Ancora momenti di tensione e commozione al processo in corso nel tribunale di San Isidro (Buenos Aires) contro i sette imputati accusati di omicidio colposo per la morte di Diego Armando Maradona. Nella quarta udienza, questo giovedì, sono state ascoltate le testimonianze dei periti della polizia scientifica intervenuta sul posto subito dopo il decesso dell’ex calciatore del Napoli e della nazionale argentina campione del mondo nel 1986, ed è stata data l’opportunità al principale accusato, il neurochirurgo Leopoldo Luque, di ribattere le affermazioni fatte martedì dalla figlia di Diego, Gianinna Maradona, sul banco dei testimoni.
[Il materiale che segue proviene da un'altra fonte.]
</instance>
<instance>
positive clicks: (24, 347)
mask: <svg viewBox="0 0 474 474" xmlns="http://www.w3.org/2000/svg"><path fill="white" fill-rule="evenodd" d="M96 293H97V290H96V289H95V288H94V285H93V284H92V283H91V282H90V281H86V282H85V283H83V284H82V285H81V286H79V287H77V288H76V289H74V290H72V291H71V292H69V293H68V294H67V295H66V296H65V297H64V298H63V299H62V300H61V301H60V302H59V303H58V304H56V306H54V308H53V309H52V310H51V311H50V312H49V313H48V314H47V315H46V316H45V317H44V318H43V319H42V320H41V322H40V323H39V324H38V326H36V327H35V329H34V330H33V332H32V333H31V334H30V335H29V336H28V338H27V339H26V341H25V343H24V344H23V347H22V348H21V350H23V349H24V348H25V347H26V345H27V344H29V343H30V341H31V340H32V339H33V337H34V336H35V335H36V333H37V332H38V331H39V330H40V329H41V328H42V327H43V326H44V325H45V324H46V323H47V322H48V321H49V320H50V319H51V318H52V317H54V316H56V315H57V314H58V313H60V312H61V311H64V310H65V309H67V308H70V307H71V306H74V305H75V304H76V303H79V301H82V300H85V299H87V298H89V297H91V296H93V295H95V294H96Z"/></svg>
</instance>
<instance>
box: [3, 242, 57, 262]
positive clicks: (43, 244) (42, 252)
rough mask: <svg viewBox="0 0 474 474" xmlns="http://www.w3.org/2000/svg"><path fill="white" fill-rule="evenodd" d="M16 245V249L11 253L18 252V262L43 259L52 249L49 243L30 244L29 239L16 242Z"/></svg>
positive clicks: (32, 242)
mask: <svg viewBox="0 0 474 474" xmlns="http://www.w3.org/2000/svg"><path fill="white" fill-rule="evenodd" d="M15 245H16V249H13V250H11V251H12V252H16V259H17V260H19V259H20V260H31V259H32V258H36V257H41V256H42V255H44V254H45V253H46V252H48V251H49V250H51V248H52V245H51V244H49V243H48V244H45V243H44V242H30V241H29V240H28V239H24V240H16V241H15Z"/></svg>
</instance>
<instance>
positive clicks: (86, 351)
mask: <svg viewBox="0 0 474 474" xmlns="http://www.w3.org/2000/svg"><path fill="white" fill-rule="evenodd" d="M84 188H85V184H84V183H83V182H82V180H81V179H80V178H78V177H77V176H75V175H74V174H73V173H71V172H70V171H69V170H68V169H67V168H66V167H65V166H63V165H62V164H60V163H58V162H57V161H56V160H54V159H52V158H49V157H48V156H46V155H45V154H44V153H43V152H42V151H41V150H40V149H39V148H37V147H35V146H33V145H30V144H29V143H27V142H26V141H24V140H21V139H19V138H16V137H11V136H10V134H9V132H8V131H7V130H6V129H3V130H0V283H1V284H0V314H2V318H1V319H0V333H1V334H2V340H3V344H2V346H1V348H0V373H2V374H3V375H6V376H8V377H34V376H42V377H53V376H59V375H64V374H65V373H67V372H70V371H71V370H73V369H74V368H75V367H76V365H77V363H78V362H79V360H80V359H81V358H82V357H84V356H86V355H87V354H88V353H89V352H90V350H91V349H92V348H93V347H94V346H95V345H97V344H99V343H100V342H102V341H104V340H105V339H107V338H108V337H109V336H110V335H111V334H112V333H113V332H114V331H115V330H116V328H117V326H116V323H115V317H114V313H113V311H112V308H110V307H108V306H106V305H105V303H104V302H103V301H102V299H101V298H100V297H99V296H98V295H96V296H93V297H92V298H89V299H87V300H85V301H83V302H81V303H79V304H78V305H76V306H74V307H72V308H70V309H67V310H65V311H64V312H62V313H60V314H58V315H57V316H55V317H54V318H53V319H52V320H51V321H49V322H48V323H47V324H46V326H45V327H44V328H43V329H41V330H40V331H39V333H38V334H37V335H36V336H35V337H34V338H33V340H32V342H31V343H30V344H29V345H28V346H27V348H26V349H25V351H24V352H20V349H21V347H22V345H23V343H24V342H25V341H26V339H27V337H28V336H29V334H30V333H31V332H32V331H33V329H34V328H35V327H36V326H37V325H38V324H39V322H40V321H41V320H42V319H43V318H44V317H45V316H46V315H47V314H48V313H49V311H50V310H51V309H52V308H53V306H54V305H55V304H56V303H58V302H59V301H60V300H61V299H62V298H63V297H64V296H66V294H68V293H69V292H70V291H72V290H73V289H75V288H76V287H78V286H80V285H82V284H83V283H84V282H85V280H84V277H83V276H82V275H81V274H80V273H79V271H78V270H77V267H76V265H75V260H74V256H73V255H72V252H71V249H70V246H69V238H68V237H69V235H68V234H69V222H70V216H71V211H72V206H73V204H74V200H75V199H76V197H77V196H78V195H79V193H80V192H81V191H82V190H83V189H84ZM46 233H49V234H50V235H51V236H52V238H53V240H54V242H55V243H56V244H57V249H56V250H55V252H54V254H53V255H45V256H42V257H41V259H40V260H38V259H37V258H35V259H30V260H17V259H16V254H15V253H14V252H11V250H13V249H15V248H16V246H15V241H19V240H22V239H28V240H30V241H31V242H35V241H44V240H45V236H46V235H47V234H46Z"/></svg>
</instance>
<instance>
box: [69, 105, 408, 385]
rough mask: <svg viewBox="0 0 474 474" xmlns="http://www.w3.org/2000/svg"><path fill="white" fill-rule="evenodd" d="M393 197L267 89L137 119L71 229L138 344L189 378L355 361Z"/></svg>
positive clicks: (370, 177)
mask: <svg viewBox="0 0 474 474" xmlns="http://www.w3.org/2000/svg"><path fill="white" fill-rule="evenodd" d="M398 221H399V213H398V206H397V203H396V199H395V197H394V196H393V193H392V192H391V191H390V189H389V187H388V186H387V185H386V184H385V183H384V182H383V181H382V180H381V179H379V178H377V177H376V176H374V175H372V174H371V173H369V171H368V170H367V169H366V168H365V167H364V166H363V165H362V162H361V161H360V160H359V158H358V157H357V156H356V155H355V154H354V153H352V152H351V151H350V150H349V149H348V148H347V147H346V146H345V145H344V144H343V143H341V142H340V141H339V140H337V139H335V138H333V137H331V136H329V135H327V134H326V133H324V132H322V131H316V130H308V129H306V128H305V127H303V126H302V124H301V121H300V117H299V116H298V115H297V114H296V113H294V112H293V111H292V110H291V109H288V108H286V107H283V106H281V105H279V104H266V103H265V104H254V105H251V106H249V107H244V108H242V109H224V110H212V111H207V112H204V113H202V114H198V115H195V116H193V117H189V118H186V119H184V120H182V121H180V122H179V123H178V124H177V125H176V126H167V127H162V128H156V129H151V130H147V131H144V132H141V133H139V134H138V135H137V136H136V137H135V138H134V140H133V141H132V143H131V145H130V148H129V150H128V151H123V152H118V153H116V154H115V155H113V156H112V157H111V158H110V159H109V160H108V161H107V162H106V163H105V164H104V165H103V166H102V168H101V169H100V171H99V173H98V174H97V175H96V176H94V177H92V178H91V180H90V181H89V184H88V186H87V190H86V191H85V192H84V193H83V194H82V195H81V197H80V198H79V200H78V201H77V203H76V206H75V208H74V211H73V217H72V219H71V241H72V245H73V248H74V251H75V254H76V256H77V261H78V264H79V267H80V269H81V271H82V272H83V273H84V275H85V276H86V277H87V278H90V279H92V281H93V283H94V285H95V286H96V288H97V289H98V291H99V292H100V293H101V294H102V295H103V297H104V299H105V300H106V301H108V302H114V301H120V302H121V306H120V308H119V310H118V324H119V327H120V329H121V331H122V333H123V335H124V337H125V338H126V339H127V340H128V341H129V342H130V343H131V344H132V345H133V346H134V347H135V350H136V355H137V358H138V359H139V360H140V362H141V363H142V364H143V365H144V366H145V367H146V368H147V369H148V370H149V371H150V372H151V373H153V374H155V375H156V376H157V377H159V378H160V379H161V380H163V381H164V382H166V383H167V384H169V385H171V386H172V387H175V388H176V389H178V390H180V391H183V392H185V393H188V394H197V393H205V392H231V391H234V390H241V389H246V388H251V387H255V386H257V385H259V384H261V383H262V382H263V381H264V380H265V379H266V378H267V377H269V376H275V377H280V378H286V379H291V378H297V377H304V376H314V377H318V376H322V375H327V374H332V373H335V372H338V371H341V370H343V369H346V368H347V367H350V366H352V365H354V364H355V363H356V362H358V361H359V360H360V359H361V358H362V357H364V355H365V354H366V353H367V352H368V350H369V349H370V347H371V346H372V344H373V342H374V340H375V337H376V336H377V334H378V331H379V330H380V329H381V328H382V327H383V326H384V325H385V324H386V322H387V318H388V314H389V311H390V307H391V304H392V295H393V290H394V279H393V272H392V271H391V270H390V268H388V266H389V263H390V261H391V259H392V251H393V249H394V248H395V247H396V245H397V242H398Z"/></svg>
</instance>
Nel corso del dibattimento è stato anche proiettato un filmato di 17 minuti fatto dai periti in cui veniva mostrato lo stato del cadavere di Maradona e in particolare l’evidente gonfiore addominale e l’eccessivo accumulo di liquidi nel corpo, mentre la figlia Gianinna – presente ancora in aula – si copriva il volto in evidente stato di commozione. “Era come un globo”, ha affermato il perito forense, che pure ha confermato che nella casa approntata per la degenza “non c’era alcun elemento che indicasse che il paziente stesse ricevendo assistenza domiciliare; non c’era niente, né defibrillatore, né respiratore, né ossigeno”.
Verso la conclusione dell’udienza è stato chiamato a testimoniare dalla difesa il neurochirurgo Luque, che ha risposto alle accuse fatte da Gianinna riguardanti la presunta manipolazione della famiglia per convincerla ad accettare il ricovero domiciliare di Diego. La difesa ha quindi presentato un messaggio vocale inviato da Gianinna a Luque dove la figlia sembra accogliere la proposta del neurochirurgo considerando principalmente l’alta esposizione mediatica che avrebbe comportato il ricovero in clinica.